The settlement required those services to be “adequately resourced and funded.”
Government Response and Justification
The Trump administration contends there has been no lapse in legal services and that replacing the contractors’ outside lawyers with its own in-house services satisfies the requirement of the settlement. Justice Department lawyers said the settlement also “does not require Defendants to provide legal services through the same method for the term of the agreement.”
DOJ lawyers also said in court filings that its Executive Office for Immigration Review would provide legal services to “maximize efficiency” — adding that by May 15, it would “begin providing regularly scheduled group sessions and self-help workshops” to “equip them with the knowledge and information to successfully navigate their immigration proceedings.” The department intends to lean on other contractors employed by the departments of Health and Human Services and Homeland Security to fill in other gaps in services.
In addition, DOJ’s immigration office “will leverage its existing pro bono network,” to connect “interested class members with pro bono representatives to provide representation,” the lawyers wrote.
Immediate Concerns and Risks
Advocates say this puts separated and reunified families in an impossible position: taking legal advice from the very government they are litigating against to obtain benefits.
A Tuesday court filing from American Civil Liberties Union lawyers identified 187 class members who could lose their humanitarian parole status and work permits in May, 113 in June and another 142 in July. Advocates are also tracking 114 class members who have active removal orders and who “urgently need access to legal services to file motions to reopen and dismiss their proceedings.”
The immigrant families “are being told that they have to go to the government, who harmed them and who is going to be adjudicating their cases, for confidential advice about what to do,” said Sara Van Hofwegen, managing director of legal access programs at Acacia. “There is immediate harm this week and next week, and in the months to come.”
Judicial Oversight and Future Actions
Sabraw, so far, is not crying foul. The judge said the concerns about inadequate representation by the government are speculative, and he could intervene in the future if there is evidence that families protected by the settlement are suddenly missing court deadlines or facing other hurdles due to the change in their legal services. He has called a hearing Friday to further air concerns about this new arrangement.
Acacia’s contract with the Justice Department, which began in May 2024, formed the Legal Access Services for Reunified Families program. The organization has overseen the program since, distributing the funding to subcontractor organizations across the country who have managed thousands of individual cases.

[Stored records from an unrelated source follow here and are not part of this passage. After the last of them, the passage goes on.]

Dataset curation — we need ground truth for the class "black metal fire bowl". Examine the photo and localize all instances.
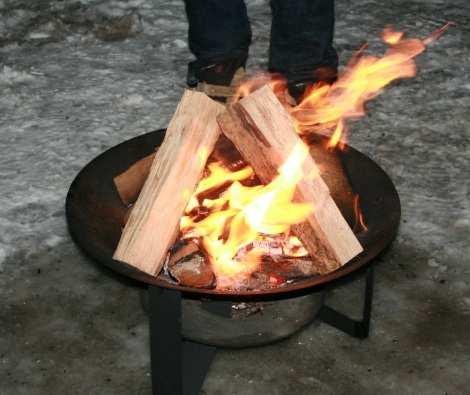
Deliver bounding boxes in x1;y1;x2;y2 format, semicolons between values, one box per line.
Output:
66;130;401;299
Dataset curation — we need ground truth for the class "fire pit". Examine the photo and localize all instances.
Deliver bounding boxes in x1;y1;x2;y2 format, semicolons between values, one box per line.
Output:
66;130;400;394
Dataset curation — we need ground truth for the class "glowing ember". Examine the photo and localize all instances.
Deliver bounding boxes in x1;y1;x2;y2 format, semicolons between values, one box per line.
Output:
180;143;313;287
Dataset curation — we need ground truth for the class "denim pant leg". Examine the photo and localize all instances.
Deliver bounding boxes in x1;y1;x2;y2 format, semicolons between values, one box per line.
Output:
269;0;338;81
185;0;251;61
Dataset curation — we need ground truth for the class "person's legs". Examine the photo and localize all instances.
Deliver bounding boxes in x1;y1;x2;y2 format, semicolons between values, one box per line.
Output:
185;0;251;85
269;0;338;89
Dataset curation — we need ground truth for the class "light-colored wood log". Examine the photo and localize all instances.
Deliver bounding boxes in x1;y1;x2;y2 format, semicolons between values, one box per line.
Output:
114;153;155;205
218;86;362;274
114;91;224;275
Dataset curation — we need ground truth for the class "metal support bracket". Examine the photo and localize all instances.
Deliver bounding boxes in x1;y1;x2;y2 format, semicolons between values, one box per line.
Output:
148;285;216;395
318;266;374;339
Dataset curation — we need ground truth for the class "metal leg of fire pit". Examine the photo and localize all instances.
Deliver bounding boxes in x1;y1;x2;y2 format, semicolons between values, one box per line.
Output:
149;286;216;395
319;266;374;339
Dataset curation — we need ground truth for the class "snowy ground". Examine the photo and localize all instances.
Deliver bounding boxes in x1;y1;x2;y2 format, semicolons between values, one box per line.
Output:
0;0;470;395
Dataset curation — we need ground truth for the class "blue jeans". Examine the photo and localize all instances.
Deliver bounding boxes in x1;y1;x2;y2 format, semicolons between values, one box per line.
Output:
185;0;338;81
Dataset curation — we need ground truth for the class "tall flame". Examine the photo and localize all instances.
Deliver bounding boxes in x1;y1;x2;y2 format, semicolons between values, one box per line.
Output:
234;22;454;148
180;23;452;287
180;143;313;287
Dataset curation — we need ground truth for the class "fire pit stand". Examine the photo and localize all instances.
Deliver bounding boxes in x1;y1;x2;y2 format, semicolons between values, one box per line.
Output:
66;130;400;395
148;266;374;395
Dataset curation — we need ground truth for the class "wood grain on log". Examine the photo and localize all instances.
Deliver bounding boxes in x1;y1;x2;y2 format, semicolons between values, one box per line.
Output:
114;91;224;275
114;153;155;205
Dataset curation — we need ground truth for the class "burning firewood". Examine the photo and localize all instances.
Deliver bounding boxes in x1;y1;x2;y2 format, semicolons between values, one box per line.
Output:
167;240;215;288
113;135;246;206
305;134;356;226
113;91;224;275
218;86;362;274
114;153;155;205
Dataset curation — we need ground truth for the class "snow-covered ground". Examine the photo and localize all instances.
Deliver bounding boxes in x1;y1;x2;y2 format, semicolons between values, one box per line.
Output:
0;0;470;394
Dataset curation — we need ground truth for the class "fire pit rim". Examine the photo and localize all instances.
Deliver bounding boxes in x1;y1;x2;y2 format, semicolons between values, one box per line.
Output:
65;129;401;298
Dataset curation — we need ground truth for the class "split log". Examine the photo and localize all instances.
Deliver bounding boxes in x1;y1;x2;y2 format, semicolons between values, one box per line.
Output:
306;135;356;227
113;91;224;275
114;135;246;206
114;153;155;205
217;86;362;274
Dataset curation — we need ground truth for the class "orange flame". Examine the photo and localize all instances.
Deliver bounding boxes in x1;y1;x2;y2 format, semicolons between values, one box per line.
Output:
234;22;455;149
180;143;313;287
291;23;452;148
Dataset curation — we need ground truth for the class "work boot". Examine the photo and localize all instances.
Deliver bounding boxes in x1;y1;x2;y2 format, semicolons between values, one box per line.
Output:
186;54;248;102
287;67;338;103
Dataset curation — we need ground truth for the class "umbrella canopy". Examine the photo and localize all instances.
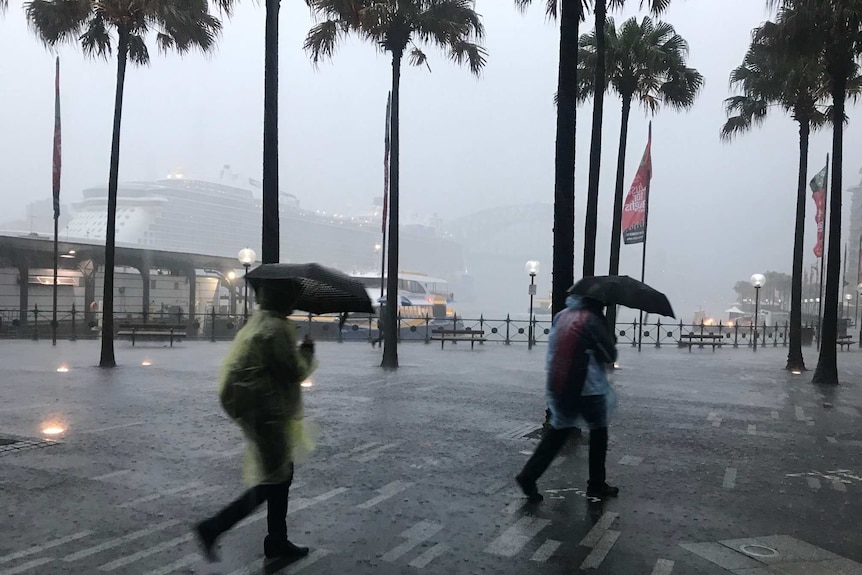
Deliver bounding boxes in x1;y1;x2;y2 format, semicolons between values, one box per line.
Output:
569;276;676;317
246;263;374;314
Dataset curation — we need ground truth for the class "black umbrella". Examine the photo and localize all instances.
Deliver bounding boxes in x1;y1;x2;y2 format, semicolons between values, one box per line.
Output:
569;276;676;317
246;264;374;314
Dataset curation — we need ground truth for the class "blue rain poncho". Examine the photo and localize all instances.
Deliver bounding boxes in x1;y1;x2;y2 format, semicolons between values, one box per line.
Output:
545;296;617;429
219;309;317;485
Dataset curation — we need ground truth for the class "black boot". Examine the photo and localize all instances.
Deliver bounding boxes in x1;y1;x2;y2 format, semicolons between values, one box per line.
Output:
195;519;219;563
587;427;620;499
515;426;570;501
263;535;308;559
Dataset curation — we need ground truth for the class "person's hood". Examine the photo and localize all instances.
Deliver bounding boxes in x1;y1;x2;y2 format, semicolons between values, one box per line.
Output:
566;295;586;310
566;295;604;313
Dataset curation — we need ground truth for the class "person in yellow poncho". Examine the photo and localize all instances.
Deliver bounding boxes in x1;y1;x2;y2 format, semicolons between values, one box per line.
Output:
195;280;317;561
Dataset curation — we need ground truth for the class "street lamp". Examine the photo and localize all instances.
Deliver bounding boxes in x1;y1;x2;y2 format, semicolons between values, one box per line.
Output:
524;260;539;349
751;274;766;351
237;248;257;325
856;283;862;347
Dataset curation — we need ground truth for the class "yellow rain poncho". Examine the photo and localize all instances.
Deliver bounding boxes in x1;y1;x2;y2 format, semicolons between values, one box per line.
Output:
219;309;317;485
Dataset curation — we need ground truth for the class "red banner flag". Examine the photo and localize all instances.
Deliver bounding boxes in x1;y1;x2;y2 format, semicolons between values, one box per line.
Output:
381;92;392;233
53;56;61;219
856;236;862;286
808;165;829;258
622;123;652;244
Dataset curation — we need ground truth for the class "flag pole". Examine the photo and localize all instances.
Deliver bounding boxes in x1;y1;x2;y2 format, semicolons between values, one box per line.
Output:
817;154;829;350
380;92;392;299
51;56;61;345
638;120;652;353
839;242;849;332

Acacia was in active talks to renew the contract with the Trump administration earlier this year, and staff members were stunned by the DOJ’s decision, Van Hofwegen said.
“We’re having to have conversations letting people know that we will no longer be a provider without being able to tell them about an existing plan,” said Emma Wilson, the program manager at ISLA Immigration, one of the subcontractors that provided legal services under the contract.

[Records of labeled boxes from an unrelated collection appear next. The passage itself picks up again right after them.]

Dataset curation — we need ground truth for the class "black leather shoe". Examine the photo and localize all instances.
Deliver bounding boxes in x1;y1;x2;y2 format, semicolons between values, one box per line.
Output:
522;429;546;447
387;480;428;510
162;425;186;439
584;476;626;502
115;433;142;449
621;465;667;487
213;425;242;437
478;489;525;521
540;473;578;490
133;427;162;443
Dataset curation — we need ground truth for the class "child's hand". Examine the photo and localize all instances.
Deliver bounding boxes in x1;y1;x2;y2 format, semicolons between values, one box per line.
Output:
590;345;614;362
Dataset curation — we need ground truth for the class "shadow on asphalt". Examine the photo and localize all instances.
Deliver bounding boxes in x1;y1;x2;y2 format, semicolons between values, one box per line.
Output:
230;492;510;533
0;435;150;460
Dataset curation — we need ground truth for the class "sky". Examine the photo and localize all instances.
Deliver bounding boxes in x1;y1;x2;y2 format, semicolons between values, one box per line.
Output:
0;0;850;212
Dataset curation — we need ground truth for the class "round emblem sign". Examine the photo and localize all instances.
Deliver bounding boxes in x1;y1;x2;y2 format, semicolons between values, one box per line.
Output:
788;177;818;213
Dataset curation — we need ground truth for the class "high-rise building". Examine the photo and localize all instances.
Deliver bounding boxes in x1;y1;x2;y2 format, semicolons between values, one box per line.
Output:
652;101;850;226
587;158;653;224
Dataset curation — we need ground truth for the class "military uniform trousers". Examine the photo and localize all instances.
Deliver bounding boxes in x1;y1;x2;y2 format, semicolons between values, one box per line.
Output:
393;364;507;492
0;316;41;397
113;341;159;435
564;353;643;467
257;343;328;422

In court filings, advocates say they are already aware of class members who have been detained, including a separated child and multiple separated parents who have been unable to access legal services. They warn that these families could turn to predatory attorneys charging high fees in return for incomplete, sloppy paperwork.
“All of this is happening at a time of extraordinary immigration enforcement,” said Kelly Kribs, an attorney and co-director of the technical assistance program for the Young Center for Immigrant Children’s Rights, a group that has worked with hundreds of separated families since Trump’s zero tolerance policy. “These class members … are very much at risk of detention and potential deportation.”